Compared with the early years of the course, he said, “Now we have much better tools, and some of them work right out of the box” for operations such as segmentation, which is delineating the boundaries of distinct structures, such as cells. Steps that originally took a couple of days to teach can now be covered in just a day, he said, thanks to these new tools.
Among the kinds of datasets that students have brought to the class are images containing different categories of cells, such as some that have a certain disease and some that don’t.
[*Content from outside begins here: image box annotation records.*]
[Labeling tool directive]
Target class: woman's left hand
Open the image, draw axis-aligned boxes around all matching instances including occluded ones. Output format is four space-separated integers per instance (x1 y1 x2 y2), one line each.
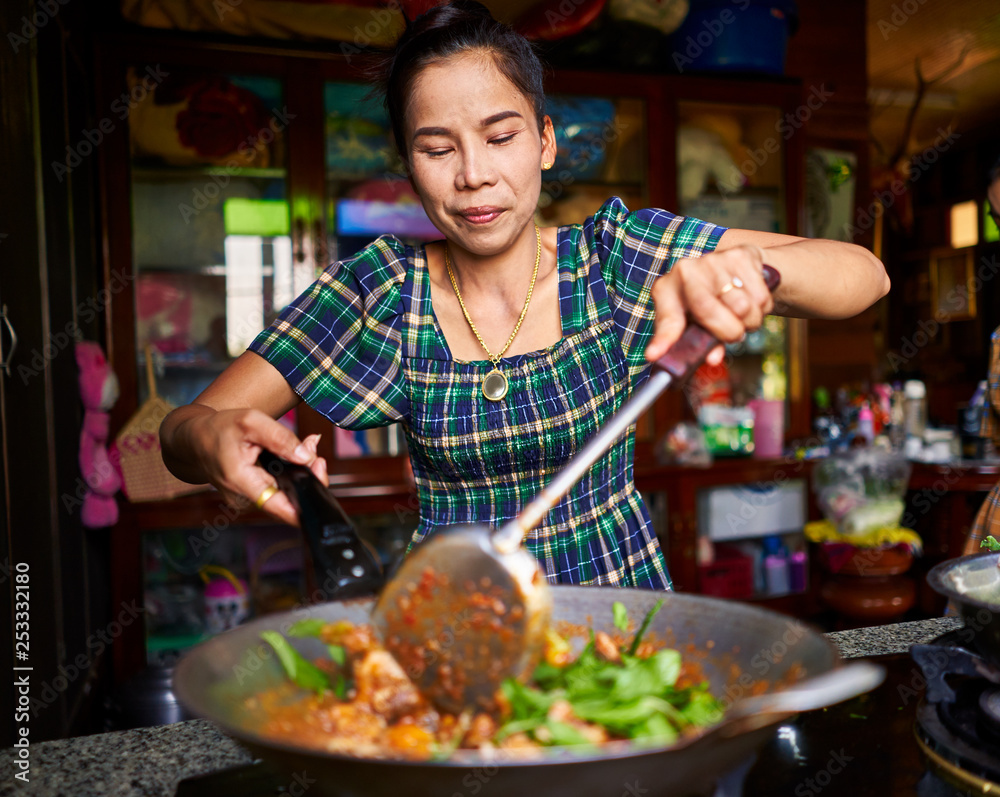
646 244 774 365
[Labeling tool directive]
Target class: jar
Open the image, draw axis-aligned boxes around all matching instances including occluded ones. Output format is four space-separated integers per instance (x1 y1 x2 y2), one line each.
903 379 927 437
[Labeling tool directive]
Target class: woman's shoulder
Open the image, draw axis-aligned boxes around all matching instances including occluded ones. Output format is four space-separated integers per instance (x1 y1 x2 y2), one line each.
320 235 413 294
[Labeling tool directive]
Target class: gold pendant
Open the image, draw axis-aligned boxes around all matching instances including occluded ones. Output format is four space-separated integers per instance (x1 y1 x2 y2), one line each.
483 368 508 401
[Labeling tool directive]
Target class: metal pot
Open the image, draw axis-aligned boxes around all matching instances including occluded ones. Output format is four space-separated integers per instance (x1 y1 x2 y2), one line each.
927 553 1000 667
174 586 874 797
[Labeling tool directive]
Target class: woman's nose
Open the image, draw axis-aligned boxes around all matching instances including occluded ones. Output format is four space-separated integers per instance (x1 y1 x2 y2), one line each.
456 149 496 189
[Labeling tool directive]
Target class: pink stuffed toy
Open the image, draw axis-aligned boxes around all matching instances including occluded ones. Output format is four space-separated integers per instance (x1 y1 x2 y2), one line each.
76 341 122 529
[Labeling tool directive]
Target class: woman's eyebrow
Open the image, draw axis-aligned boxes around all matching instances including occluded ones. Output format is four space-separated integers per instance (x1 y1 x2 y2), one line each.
413 111 524 139
479 111 524 127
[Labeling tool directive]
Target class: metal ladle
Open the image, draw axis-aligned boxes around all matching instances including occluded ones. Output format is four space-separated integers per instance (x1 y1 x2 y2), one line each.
372 266 780 713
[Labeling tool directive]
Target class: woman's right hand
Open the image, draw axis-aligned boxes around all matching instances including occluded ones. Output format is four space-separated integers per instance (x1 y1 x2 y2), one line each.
187 409 328 526
160 352 328 526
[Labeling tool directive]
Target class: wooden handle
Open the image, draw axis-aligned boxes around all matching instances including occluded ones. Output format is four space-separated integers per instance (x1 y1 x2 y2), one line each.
653 266 781 382
144 343 156 398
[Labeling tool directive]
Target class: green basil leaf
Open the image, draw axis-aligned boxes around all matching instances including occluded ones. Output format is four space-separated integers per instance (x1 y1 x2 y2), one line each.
260 631 330 693
493 717 545 742
646 648 681 687
326 645 347 667
631 714 680 746
611 601 628 633
681 690 725 728
628 598 663 656
536 720 592 746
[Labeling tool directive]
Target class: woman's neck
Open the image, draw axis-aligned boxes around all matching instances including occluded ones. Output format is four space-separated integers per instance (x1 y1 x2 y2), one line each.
426 226 562 360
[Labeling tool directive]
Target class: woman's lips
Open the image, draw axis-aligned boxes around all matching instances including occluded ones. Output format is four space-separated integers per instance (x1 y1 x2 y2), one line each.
459 207 503 224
They are looking for markers that will enable software to distinguish between the different cell types.
“Machines can look at hundreds of thousands of images and tell you the difference between the diseased and the healthy state,” as long as the differences do exist in the data, Funke said, something that could never be accomplished without AI tools.
While AI tools can provide impressive results, such as removing “noise” from an image to produce a clean, beautiful version, the class also emphasizes the importance of choosing when not to use them.
“We don’t just want something that looks impressive. We want something that is as true as possible to the data you’re dealing with… We want to be able to verify the results,” Funke said.
“We emphasize that our lectures and exercises show both sides of the coin – the exciting capabilities of new AI tools, and their failure modes as well,” Mehta added.
Intelligence, Artificial and Otherwise
“Brains, Minds and Machines” is now in its tenth year. Held each August at MBL, the course is organized by the joint MIT/Harvard Center for Brains, Minds and Machines.
“It’s been an exciting journey from the beginning, seeing and contributing to the rise of some of the emergent algorithms and technologies that have been blooming in AI,” said course co-director Gabriel Kreiman of Harvard Medical School.
“We are trying to create and train a new generation of scholars who can converse in neuroscience, cognitive science, and computer science, and build bridges between AI and the study of brain function,” Kreiman said.
The course has nine teaching assistants who help to scour all the latest developments in these fields and who “have kept us on our toes…. Every summer we encounter new things, and we’re doing things that are different from the previous year.”
Students bring their own projects to pursue within the course’s broad subject areas. Projects such as how to fill in the blanks in an image where some objects are partially blocked from view, or computational models of the visual cortex to try to understand the way the brain processes visual information, are pursued. “The projects are often really at the cutting edge of research,” Kreiman said.
The course’s co-director, Boris Katz of MIT, is an expert on language, Kreiman said, “so a lot of projects are related to language, and there’s been a lot of exciting developments. Large language models such as Open AI’s Chat-GPT have most recently changed the landscape, he said, “but there are many other projects that have to do with language as well.”
Experts come to the course to share their most recent and exciting findings, he said, with a roster that changes from year to year as the fields advance.
When they started the course 10 years ago, the idea was “We are starting a new field,” Kreiman said. Since then, the intersection between brain science and computer science has indeed proliferated. MIT has introduced a new major that combines the two fields, for example, and ongoing work at institutes at Harvard and MIT “aim to build bridges between neuroscience and AI,” he said.
Given the accelerating pace of AI, these courses are bound to keep pushing innovation at the intersection of biology and machines.